How does this usage of the composition operator work without a second argument?

Question

I came across a usage of the . operator that I don't quite understand.

I tried to reason about it myself, but the conclusion I reach is different from what GHCI produces.

I'm using :t to inspect the type of the expression.

The functions I'm using are the last and (.), which have the following signatures:

last :: [a] -> a
(.) :: (b -> c) -> (a -> b) -> a -> c

The function I am confused about is this:

(last .)

I am not sure what this construct is, but I assumed that it would be similar to function composition.
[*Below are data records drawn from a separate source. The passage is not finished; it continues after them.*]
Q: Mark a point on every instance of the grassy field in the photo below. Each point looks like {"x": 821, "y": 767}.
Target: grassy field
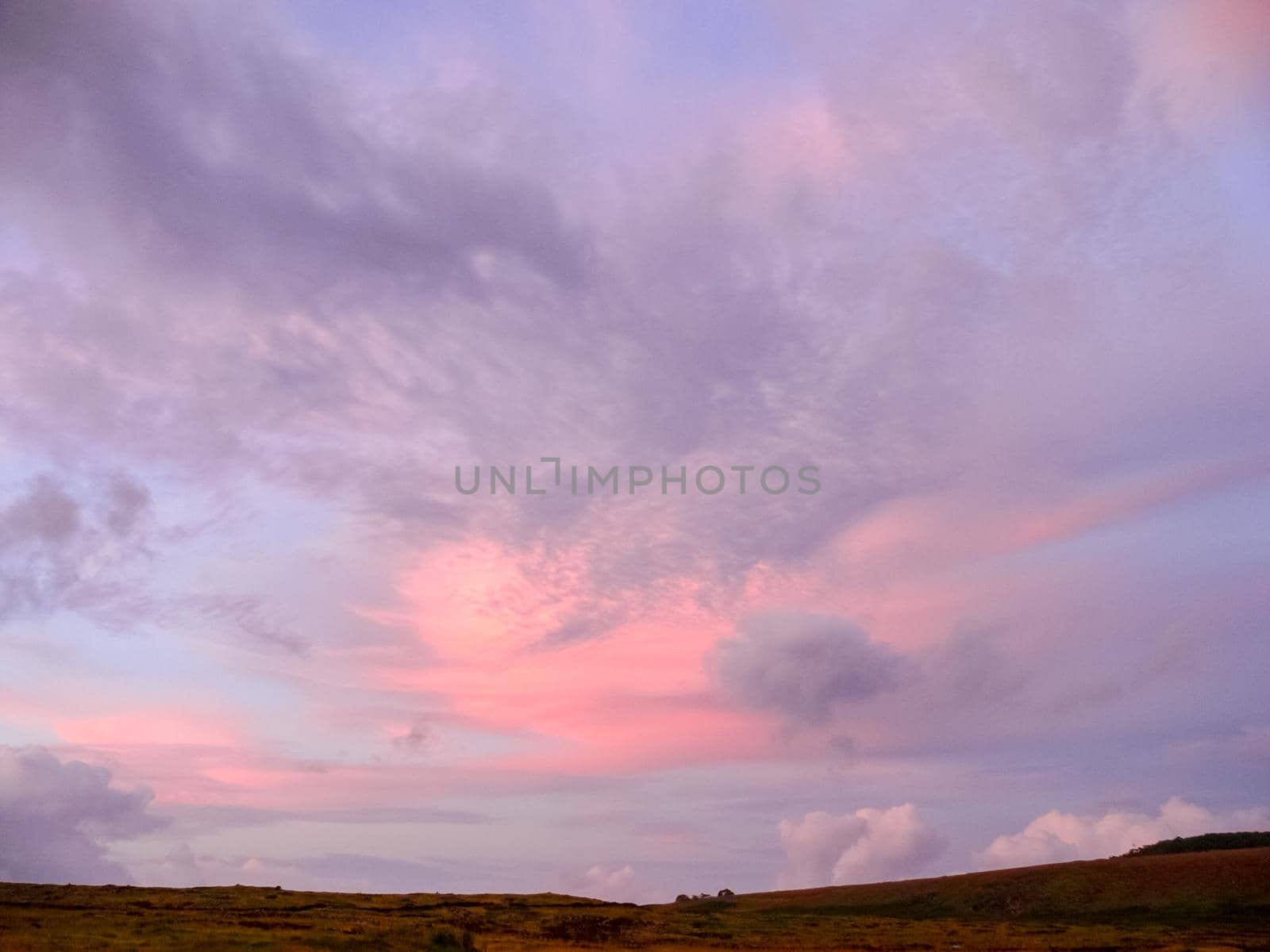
{"x": 1185, "y": 901}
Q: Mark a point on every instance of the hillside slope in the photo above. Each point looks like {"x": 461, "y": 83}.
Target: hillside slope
{"x": 1197, "y": 900}
{"x": 1174, "y": 886}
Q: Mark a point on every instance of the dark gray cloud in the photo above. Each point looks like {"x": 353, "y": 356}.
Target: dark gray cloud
{"x": 56, "y": 819}
{"x": 60, "y": 550}
{"x": 804, "y": 666}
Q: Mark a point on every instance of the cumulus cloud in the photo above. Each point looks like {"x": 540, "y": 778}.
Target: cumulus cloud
{"x": 867, "y": 846}
{"x": 1058, "y": 837}
{"x": 57, "y": 816}
{"x": 804, "y": 666}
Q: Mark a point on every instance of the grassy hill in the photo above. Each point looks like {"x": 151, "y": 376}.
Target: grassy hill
{"x": 1204, "y": 843}
{"x": 1179, "y": 901}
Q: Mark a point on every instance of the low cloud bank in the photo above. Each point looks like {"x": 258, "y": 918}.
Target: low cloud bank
{"x": 57, "y": 816}
{"x": 1057, "y": 837}
{"x": 867, "y": 846}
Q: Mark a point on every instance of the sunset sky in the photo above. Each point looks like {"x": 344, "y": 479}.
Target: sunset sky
{"x": 270, "y": 272}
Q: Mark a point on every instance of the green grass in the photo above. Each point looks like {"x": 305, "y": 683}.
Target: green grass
{"x": 1178, "y": 901}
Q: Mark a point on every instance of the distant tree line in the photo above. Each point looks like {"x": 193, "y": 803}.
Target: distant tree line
{"x": 1203, "y": 843}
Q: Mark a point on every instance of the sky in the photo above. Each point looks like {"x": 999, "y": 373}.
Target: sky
{"x": 273, "y": 276}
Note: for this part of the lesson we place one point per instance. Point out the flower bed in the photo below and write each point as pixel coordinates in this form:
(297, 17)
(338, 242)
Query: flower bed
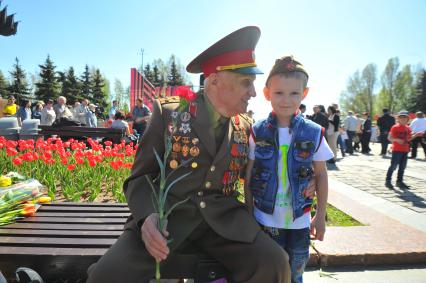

Using my reasoning, I would expect this to produce the following function:

(last .) :: (b -> [c]) -> (a -> b) -> a -> [c]

What :t actually gives me is this:

(last .) :: (a -> [c]) -> a -> c

Answer 1

This is an example of infix operator sectioning [Haskell-wiki]:

(...)

(2^) (left section) is equivalent to (^) 2, or more verbosely \x -> 2 ^ x.

So we here constructed a function that looks like:

\f -> last . f

or shorter:

(.) last

The (.) :: (b -> c) -> (a -> b) -> a -> c function takes two functions g and h, and creates a function \x -> g (h x). Here g is thus last.

We thus created a function that takes as input a function f :: b -> [c], that then returns last . f.